Kai Havertz struggling in a deeper role

It’s been easy to miss Havertz, even though he’s started both of Arsenal’s league fixtures. The phrase ‘anonymous‘ is becoming an unfortunate byword for the German international.

Even a cursory look at his numbers against Palace shows Havertz struggling to exert his influence. He mustered a mere 39 touches, 27 passes, and a single tackle and shot at Selhurst Park, according to Sky Sports.

The lack of positivity, Havertz managed just one key pass against the Eagles, was reflected in most observers’ player ratings. For instance, football writer Charles Watts correctly noted how Havertz “had plenty of touches, but didn’t cause any problems.”

Watts’ thoughts echo the assessment of Football.London’s Kaya Kaynak, who identified how “the game seemed to slow a little when it came to him.”

Crystal Palace 0-1 Arsenal: Player ratings as 10-man Gunners hold on. light. Related Story

Havertz needs to play in the areas of the pitch where he can make a more direct impact.

Kai Havertz up front gives Arsenal more options

The finishing touch still eludes him, but it’s hard to argue Havertz isn’t more of a threat when he’s acting like a No. 9. There were glimpses against City of how that threat makes Arsenal a more cogent attacking force.

An obvious example was this chance engineered by Martin Odegaard and Bukayo Saka.

Yes, Havertz should have done better, but the miss still showed the value of a true focal point.

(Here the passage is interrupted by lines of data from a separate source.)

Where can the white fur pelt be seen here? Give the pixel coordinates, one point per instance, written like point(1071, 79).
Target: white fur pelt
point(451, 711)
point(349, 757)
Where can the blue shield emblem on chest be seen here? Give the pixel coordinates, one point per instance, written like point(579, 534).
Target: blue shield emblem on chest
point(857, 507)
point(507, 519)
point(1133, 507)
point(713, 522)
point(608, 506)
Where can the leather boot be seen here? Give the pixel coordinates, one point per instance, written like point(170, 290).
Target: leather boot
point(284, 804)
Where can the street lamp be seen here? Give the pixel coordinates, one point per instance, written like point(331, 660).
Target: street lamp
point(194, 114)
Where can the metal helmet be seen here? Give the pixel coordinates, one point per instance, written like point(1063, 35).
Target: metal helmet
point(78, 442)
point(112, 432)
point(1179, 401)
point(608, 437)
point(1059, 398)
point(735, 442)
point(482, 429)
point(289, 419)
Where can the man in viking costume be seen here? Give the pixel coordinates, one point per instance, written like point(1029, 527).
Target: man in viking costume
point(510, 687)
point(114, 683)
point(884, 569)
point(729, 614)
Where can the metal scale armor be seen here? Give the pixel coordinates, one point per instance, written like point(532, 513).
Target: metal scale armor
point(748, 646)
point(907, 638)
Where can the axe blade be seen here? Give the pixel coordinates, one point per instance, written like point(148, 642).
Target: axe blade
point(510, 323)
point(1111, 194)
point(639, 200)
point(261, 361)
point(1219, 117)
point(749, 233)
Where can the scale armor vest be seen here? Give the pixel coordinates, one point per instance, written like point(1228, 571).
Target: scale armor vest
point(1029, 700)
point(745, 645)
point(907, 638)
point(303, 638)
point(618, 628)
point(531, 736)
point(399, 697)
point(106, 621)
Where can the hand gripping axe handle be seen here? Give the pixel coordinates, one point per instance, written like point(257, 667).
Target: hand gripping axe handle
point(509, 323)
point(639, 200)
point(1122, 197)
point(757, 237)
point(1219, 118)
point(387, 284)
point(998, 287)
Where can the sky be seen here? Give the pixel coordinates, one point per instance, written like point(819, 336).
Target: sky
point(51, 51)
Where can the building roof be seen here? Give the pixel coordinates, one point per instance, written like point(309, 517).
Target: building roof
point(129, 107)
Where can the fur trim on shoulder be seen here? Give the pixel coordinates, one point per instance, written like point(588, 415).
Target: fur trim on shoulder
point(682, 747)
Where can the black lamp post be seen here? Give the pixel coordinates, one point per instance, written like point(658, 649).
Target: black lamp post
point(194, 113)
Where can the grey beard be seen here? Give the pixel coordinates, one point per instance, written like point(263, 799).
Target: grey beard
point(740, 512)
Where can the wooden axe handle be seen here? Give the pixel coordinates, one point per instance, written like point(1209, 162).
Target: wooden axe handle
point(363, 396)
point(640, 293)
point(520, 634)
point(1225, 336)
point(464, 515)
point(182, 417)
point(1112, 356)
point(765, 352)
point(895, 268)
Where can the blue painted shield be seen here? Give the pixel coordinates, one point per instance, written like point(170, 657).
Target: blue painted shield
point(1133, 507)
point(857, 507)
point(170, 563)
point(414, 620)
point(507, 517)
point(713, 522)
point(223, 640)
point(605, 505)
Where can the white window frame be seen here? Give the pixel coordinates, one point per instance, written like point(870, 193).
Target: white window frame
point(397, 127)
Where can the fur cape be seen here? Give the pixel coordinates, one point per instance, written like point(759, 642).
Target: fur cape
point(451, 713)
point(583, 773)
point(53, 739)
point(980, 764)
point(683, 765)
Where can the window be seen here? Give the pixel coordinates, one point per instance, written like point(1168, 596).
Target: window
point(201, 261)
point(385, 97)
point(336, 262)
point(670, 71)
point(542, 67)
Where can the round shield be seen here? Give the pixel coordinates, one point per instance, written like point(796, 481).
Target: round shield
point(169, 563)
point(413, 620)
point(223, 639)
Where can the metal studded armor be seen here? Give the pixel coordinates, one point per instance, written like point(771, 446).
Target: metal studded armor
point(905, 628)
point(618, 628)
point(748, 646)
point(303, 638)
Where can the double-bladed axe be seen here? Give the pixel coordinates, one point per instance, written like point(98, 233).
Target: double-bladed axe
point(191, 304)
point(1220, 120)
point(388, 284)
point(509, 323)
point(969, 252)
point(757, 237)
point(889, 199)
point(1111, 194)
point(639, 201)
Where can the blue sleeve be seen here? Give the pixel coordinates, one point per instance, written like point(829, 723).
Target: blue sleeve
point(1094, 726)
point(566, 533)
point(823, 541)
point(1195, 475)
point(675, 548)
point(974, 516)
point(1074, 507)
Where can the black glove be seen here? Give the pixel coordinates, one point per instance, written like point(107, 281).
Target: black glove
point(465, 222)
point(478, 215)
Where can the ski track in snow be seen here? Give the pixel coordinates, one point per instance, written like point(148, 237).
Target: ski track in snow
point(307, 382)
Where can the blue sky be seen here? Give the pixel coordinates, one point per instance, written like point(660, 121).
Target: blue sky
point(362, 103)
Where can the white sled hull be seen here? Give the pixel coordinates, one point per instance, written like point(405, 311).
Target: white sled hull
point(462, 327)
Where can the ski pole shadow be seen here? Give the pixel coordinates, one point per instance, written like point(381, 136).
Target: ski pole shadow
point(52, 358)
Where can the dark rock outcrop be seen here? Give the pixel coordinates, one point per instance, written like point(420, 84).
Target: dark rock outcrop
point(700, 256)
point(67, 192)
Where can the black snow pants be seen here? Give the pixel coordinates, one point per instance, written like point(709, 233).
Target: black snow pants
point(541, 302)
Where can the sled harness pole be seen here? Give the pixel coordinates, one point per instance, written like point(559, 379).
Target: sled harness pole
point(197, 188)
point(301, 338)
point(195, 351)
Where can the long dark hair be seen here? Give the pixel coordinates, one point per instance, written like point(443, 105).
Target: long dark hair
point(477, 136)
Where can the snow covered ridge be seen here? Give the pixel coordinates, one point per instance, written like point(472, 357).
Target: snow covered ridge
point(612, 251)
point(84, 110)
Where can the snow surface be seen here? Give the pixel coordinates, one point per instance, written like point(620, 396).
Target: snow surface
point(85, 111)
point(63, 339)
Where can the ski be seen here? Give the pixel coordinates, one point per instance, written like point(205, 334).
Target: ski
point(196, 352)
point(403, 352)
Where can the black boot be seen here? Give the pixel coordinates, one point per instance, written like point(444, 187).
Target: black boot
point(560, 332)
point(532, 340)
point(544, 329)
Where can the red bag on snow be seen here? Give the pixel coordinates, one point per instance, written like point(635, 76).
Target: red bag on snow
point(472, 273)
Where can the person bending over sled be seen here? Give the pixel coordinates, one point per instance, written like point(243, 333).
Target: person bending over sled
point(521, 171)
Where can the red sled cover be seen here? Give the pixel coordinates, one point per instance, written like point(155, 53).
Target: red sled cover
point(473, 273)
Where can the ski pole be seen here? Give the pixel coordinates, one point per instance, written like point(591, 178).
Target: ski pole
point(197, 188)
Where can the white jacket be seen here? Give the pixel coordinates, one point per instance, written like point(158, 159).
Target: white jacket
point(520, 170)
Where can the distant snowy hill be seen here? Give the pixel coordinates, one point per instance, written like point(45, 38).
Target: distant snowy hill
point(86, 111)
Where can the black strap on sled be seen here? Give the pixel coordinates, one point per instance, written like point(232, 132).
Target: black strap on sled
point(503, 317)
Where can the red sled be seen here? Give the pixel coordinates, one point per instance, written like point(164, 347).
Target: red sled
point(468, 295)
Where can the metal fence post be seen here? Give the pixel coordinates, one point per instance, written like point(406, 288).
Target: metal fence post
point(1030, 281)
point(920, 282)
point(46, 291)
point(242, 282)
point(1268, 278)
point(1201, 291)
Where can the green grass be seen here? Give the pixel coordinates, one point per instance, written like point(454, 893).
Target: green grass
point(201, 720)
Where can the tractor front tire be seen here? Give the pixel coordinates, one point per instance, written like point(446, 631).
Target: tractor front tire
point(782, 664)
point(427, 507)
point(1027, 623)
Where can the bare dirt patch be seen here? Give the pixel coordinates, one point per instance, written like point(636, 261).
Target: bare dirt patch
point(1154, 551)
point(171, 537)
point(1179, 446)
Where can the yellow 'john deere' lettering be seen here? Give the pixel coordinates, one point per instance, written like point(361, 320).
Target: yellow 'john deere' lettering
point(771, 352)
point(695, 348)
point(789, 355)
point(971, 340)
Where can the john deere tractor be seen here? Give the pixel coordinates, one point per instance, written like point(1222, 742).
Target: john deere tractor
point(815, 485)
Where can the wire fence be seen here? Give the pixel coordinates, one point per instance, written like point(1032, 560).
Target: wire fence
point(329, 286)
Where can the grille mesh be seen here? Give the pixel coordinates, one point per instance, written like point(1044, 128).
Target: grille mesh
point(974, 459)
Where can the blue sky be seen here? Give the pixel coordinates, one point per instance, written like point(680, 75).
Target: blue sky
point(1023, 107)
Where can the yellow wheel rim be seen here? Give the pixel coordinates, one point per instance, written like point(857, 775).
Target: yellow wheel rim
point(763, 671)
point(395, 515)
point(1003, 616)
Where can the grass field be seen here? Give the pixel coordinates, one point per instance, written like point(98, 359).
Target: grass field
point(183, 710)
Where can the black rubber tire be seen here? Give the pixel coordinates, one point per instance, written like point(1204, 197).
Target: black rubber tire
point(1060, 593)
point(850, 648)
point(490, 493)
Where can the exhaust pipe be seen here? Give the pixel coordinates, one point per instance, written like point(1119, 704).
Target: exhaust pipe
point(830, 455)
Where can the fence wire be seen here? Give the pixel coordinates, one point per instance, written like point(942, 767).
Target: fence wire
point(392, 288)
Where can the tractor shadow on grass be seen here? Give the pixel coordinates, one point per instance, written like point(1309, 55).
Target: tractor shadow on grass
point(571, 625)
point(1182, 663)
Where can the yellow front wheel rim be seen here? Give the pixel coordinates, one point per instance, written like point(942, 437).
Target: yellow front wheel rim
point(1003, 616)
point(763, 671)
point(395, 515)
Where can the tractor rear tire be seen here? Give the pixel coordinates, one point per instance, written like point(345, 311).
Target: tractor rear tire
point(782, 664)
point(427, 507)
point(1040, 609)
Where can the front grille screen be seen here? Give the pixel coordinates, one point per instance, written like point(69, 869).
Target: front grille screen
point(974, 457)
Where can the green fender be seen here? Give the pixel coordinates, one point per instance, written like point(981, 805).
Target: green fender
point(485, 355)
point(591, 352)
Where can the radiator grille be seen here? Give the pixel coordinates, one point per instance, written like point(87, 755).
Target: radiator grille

Havertz simply looks more comfortable playing with his back to goal and linking with wide forwards, than trying to run a game from the spine of the team.

Putting Havertz back up front would be a tough call for Arteta when Eddie Nketiah is performing well. There’s also the prospect of Jesus returning to claim his starting spot, although that needn’t be a major issue.

Jesus and Havertz operate more as roving nines instead of traditional centre-forwards. Havertz offers similar attributes as Jesus, so there’d be no change in playing style when the Brazilian is not available.

Havertz up front even creates more options in midfield. He would make room for Thomas Partey to partner Declan Rice, forming the most physical duo the Gunners have fielded since Gilberto Silva and Patrick Vieira underpinned The Invincibles.

Alternatively, Rice’s defensive nous could make it easier for Arteta to introduce a more creative type like Fabio Vieira or Emile Smith Rowe at the heart of the engine room. There’d be shades of Santi Cazorla’s 2014 transformation about going this route.

Havertz has time to make Arteta’s preferred midfield blueprint work, but playing the waiting game is risky and wishful thinking based on his early struggles.